2.2 Characterization techniques

The crystalline structure and phase formation of the samples are studied using X-ray diffraction technique. Bruker X-ray diffractometer with CuK_α (λ = 0.154 nm) radiation source is used to record the XRD data in the range of 20° ≤ 2θ ≤ 70° with step size of 0.02°. Structural parameters and crystallite size are determined from the XRD data. The Raman spectra of the samples are measured at room temperature in unpolarised geometry, using a Lab Ram HR evolution with excitation laser source of 532 nm. The surface morphology and microstructural investigation of the samples are studied by employing JOEL, JSM-100F field emission scanning electron microscope (FE SEM). The electrical properties of the samples are studied from dielectric, AC conductivity and impedance analysis using Agilent HP 4284A LCR Meter in the frequency range of 100 Hz to 1 MHz. The measurements are carried out at different temperatures in the range from room temperature to 200 °C with step size of 5 °C. The samples for electrical measurement are silver coated on both sides to act as electrodes for electrical conduction.

3 Results and discussion

3.1 Structural analysis

The X-ray powder diffraction pattern of the samples are depicted in Fig. 1. It is observed from the figure that pure YMnO₃ crystallize in single hexagonal phase with P6₃cm space group without any impurity phase as confirmed with ICDD card number 00-025-1079 and the peaks are indexed to the corresponding (hkl) planes.

Fig. 1

X-ray diffraction patterns of YMnO₃ and YMn_0.9Cr_0.06Fe_0.04O₃

For the YMn_0.9Cr_0.06Fe_0.04O₃ sample, few orthorhombic peaks are observed (denoted by * mark on the XRD pattern) which signifies the onset of orthorhombic phase when YMnO₃ is substituted at Mn-site by Cr³⁺ and Fe³⁺. The stability of the phase of a perovskite compound based on the ABO₃ formula is determined by Goldschmidt’s tolerance factor (t) given by, \(t= \frac{({r}_{\text{A}} + {r}_{\text{O}} )}{\surd 2({r}_{\text{B}}+ {r}_{\text{O}})}\) where, r_A, r_B and r_O represents the ionic radii of A-cation, B-cation and oxygen respectively [33]. The co-substitution at the Mn-site by ions of different size i.e., Fe³⁺ (\(r_{{{\text{Fe}}^{3 + } }}\) = 0.67 Å) and Cr³⁺ (\(r_{{{\text{Cr}}^{3 + } }}\) = 0.61 Å) replacing Mn³⁺-ions (\(r_{{{\text{Mn}}^{3 + } }}\) = 0.64 Å) causes small change in tolerance factor which may contribute to the orthorhombic phase. The average crystallite size of the samples is calculated by Scherrer equation [34],

$$D= \frac{K\lambda }{\beta\,\text{cos}\,\theta }$$

(1)

where D is the crystallite size, λ the wavelength of X-ray source, β the full width at half maximum of the diffraction peak, θ the diffraction angle in radian and K the so-called Scherrer constant. The value of K depends on the crystallite shape and the size distribution, indices of the diffraction line and the actual definition used for β [35]. It can be anywhere between 0.62 and 2.08 where in the present case K = 0.9 is used. The calculated value of the crystallite size only represents the estimate value and the discussion on the accuracy of Scherrer formula can be found in the literature [36].
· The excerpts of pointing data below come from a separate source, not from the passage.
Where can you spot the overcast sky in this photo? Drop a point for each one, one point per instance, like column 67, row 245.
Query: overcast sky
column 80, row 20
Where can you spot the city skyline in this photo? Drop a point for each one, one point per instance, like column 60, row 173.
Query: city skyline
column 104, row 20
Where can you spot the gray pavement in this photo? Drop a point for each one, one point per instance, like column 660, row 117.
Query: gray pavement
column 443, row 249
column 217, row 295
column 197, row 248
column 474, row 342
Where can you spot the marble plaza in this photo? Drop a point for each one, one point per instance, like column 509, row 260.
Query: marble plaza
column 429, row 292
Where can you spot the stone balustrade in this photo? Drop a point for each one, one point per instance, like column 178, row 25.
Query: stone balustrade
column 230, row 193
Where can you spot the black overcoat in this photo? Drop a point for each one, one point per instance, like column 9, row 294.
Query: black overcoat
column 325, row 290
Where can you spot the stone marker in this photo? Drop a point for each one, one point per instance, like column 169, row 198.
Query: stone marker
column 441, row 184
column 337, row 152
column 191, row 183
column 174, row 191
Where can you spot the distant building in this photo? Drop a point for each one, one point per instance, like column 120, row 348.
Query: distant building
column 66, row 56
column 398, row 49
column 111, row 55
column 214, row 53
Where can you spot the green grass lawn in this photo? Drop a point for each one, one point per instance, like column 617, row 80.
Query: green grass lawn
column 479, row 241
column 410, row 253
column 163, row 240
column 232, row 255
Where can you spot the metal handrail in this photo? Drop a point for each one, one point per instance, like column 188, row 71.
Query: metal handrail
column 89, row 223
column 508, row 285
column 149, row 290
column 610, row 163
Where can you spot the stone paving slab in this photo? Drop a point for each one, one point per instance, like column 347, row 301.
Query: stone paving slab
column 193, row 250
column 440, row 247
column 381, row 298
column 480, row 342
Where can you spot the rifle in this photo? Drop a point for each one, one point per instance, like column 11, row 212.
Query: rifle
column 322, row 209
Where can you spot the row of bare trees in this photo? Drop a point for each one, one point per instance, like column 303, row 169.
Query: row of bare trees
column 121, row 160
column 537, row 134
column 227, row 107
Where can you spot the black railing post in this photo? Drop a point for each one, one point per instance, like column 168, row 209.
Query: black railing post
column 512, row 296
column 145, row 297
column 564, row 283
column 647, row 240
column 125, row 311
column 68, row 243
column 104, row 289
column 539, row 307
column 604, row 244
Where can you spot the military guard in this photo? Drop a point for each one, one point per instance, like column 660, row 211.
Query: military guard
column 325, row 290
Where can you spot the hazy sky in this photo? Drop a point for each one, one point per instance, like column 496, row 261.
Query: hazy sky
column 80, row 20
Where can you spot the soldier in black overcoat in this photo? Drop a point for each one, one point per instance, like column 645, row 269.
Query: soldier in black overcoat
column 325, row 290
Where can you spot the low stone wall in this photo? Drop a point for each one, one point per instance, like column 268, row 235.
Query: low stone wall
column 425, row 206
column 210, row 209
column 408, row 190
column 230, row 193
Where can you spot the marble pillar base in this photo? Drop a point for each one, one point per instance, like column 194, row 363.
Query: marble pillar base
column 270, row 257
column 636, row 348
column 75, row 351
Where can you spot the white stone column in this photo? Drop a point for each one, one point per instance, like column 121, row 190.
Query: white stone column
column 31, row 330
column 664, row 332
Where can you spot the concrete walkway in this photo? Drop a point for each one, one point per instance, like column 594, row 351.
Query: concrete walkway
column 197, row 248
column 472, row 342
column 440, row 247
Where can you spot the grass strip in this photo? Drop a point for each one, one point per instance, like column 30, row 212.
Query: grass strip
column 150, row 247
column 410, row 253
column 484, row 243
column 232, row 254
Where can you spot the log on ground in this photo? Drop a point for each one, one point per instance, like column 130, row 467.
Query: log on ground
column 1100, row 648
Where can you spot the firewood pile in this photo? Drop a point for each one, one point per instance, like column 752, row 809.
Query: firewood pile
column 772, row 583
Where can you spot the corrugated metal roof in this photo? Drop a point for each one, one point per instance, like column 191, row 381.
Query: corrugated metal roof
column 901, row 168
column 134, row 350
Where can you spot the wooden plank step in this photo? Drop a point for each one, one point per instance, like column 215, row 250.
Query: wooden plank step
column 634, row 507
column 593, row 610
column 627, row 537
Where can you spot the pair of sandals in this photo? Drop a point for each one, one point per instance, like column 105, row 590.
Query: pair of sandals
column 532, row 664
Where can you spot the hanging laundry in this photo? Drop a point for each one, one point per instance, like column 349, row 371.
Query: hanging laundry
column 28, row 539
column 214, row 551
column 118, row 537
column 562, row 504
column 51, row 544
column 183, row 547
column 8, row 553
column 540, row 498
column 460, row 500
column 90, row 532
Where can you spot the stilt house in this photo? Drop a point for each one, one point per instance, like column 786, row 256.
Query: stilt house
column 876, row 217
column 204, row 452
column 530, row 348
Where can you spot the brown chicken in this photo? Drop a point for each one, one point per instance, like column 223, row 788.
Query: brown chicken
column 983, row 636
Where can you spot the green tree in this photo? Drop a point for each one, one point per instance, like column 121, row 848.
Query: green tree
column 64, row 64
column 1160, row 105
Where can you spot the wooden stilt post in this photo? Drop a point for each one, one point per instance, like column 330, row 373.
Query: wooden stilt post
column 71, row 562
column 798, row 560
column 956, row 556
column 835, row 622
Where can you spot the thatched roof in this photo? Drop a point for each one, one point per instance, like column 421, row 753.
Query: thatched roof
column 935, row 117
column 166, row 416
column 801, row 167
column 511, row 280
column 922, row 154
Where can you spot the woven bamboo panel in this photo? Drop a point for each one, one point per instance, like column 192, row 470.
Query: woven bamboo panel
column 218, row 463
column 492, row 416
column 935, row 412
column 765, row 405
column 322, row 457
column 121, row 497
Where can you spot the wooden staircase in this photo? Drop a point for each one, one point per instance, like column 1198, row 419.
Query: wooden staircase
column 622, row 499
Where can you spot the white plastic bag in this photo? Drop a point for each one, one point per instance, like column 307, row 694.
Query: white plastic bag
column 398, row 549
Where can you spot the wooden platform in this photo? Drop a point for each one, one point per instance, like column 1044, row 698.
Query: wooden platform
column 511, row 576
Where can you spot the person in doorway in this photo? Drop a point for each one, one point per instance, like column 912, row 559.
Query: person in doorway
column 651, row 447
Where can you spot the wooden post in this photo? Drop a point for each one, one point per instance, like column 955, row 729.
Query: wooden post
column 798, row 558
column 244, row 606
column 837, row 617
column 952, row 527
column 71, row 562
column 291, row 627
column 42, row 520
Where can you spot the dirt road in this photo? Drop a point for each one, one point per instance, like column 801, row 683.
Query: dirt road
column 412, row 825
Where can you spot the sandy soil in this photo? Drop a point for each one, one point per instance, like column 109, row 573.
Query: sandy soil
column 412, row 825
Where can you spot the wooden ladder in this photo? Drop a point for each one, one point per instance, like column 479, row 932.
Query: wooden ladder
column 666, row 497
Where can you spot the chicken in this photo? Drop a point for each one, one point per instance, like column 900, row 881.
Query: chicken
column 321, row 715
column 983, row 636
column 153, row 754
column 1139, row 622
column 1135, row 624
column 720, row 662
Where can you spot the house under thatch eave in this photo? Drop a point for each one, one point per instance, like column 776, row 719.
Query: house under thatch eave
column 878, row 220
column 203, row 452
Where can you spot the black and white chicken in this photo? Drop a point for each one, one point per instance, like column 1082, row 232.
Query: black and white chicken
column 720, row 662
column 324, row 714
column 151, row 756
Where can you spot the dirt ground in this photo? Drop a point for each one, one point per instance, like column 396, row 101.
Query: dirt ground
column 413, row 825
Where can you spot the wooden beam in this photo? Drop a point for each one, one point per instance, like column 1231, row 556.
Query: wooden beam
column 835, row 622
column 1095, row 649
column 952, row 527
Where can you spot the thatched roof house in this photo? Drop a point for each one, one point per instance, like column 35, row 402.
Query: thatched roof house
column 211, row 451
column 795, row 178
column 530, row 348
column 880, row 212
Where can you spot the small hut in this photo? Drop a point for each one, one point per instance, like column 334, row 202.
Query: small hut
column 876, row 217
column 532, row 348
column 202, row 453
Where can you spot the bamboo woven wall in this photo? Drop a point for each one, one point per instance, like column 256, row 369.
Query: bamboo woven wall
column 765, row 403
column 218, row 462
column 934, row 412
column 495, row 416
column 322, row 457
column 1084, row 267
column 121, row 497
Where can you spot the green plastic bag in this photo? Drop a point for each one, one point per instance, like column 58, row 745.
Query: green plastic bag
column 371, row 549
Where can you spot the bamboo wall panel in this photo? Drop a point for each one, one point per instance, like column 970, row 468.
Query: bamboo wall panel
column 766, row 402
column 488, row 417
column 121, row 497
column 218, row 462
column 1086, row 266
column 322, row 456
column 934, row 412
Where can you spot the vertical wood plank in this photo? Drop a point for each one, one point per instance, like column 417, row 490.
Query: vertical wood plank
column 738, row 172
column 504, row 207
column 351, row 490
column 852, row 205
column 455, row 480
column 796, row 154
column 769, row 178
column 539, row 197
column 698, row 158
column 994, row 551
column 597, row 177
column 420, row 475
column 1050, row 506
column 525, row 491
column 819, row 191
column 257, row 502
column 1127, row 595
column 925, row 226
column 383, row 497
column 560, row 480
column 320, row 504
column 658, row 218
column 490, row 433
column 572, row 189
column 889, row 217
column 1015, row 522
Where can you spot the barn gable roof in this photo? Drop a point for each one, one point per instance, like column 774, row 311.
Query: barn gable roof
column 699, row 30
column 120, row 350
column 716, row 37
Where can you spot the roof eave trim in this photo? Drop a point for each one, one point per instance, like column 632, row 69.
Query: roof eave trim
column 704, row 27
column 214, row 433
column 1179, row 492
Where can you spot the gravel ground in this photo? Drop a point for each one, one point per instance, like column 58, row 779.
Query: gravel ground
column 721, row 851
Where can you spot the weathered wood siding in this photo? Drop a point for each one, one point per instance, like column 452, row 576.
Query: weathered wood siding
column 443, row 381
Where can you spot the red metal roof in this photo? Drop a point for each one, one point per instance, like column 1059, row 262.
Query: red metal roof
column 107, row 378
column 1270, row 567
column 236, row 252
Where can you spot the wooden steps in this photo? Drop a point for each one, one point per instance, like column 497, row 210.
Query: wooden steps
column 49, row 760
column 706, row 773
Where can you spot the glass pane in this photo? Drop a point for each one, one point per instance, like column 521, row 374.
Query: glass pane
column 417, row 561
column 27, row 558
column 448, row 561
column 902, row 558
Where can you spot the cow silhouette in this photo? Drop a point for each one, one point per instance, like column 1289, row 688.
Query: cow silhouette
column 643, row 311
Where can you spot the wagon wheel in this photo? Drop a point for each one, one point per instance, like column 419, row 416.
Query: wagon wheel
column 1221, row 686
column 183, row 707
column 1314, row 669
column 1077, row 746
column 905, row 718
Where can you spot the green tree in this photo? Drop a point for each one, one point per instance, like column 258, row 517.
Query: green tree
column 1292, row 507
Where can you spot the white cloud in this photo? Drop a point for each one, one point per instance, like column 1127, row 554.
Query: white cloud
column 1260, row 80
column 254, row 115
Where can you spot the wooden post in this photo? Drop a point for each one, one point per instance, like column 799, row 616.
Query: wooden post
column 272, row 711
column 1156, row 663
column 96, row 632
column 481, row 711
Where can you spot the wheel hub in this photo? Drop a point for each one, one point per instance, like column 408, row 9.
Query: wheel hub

The lattice parameters of the samples are calculated from the standard formula

$$\frac{1}{{d}^{2}}= \frac{4({h}^{2}+hk+ {k}^{2})}{3{a}^{2}}+ \frac{{l}^{2}}{{c}^{2}}$$

(2)

where d is the interplanar spacing, a and c the lattice parameter and h, k, l the Miller indices.

The calculated structural parameters and the crystallite size are tabulated in Table 1. The crystallites are found in the nano range and the cell volume is observed to increase slightly in the substituted sample.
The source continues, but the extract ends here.